Distrito de Mariana vira uma ‘Chernobyl não radioativa’ feita de lama

Bento Rodrigues se tornou um território hostil para o ser humano, em que plantas e animais conquistam um pouco mais a cada dia

O Globo

Um cardume de lambaris beliscava folhas junto a um muro de pedras histórico antes de desaparecer pela Rua São Bento, no caminho da Estrada Real. Mergulhou rumo a águas mais profundas, que cobrem escombros de casas soterradas e um campo de lama. Lambaris, carás e traíras estão entre os peixes que agora vivem nas ruas de Bento Rodrigues, alagadas por um dique de contenção de rejeito. Ali, no povoado fundado no século XVIII que se tornou símbolo do maior desastre ambiental da história do Brasil, a natureza leva ao limite a resiliência e a capacidade de sobreviver no caos.

Enquanto as vítimas sobreviventes da tragédia do rompimento da Barragem de Fundão, há quase dois anos, ainda aguardam as indenizações a que têm direito, Bento Rodrigues se tornou de fato uma Chernobyl não radioativa, feita de lama. Um território hostil para o ser humano, em que plantas e animais conquistam um pouco mais a cada dia.

Os peixes vieram por conta própria, através de pequenos córregos da Serra de Antônio Pereira. Nas ruínas de Bento que não estão submersas, plantas disputam espaço sobre qualquer pedaço de solo, até nas paredes ainda em pé no meio dos destroços.

Algumas delas vieram pela mão do homem, plantadas pela Samarco para conter o rejeito. Outras são ervas daninhas invasoras, cujas sementes chegam pelo vento, na roupa de eventuais visitantes, com os animais. Plantas medicinais e comestíveis, outrora cultivadas em Bento, conseguiram se desenvolver de sementes que sobreviveram à onda de lama.

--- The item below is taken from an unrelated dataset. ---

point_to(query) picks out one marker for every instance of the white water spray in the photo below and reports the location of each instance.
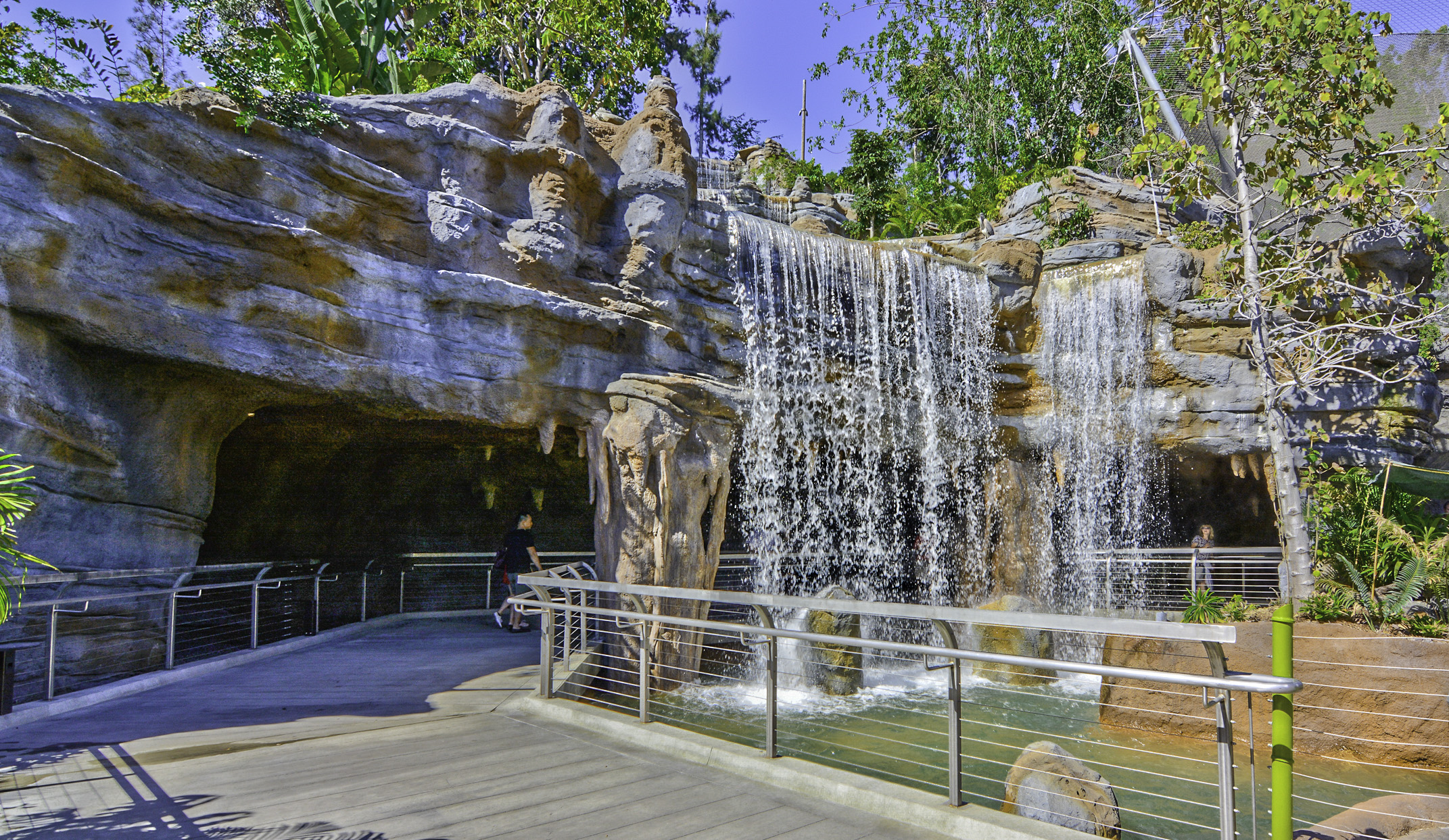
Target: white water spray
(870, 419)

Mas junto de onde ainda há floresta nas encostas, crescem algumas espécies nativas de Mata Atlântica, como embaúbas, candeias e goiabeiras, as mais preciosas de todas. Pois um dia, se tiverem sucesso, poderão devolver o lugar à Mata Atlântica, devastada na região desde o tempo dos Bandeirantes e do início da mineração, no fim do século XVII. É o que esperam biólogos como Maria Cristina Messias, do Departamento de Biodiversidade, Evolução e Meio Ambiente da Universidade Federal de Ouro Preto (UFOP).

“Bento se tornou um campo de testes da própria natureza. Mas não é um lugar para o homem. Tenho esperança que um dia, no meio de tanta tragédia causada pelo ser humano, aqui possa haver vida mais uma vez. Sou otimista com a força da natureza”, frisa a pesquisadora.

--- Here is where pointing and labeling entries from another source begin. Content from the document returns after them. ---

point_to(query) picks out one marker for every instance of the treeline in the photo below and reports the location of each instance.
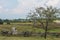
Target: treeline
(8, 21)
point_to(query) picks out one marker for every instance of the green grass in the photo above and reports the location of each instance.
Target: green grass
(27, 38)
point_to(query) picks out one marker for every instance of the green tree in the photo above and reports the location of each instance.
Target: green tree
(46, 13)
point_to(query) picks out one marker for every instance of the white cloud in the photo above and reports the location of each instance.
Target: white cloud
(52, 2)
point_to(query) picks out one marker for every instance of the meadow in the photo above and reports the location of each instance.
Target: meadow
(28, 26)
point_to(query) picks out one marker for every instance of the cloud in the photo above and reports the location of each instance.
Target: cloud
(52, 2)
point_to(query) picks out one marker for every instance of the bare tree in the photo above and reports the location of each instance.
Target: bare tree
(46, 13)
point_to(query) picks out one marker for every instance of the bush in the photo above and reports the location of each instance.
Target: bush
(26, 34)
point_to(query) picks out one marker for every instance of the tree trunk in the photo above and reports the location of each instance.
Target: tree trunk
(46, 29)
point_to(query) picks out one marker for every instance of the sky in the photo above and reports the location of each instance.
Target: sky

Na frente das paredes ainda em pé da escola municipal de Bento crescem numa moita erva-botão e barbasco, ambas medicinais. Dividem o espaço com uma mudinha de caruru-de-porco, comestível. Duas casas em ruínas adiante, Maria Cristina encontra um pé de marianinha e outros de roxinha e gervão, todos com poderes curativos.

De dia, Bento é das aves como maritacas, juritis, sabiás, canários-da-terra, carcarás e onipresentes urubus, que pousam na vegetação permanentemente empoeirada pela lama seca. À noite, chegam animais maiores. Lobos-guarás e veados-campeiros têm sido avistados pelos ex-moradores de Bento que nos fins de semana passam a noite nas ruínas das casas da parte alta do povoado.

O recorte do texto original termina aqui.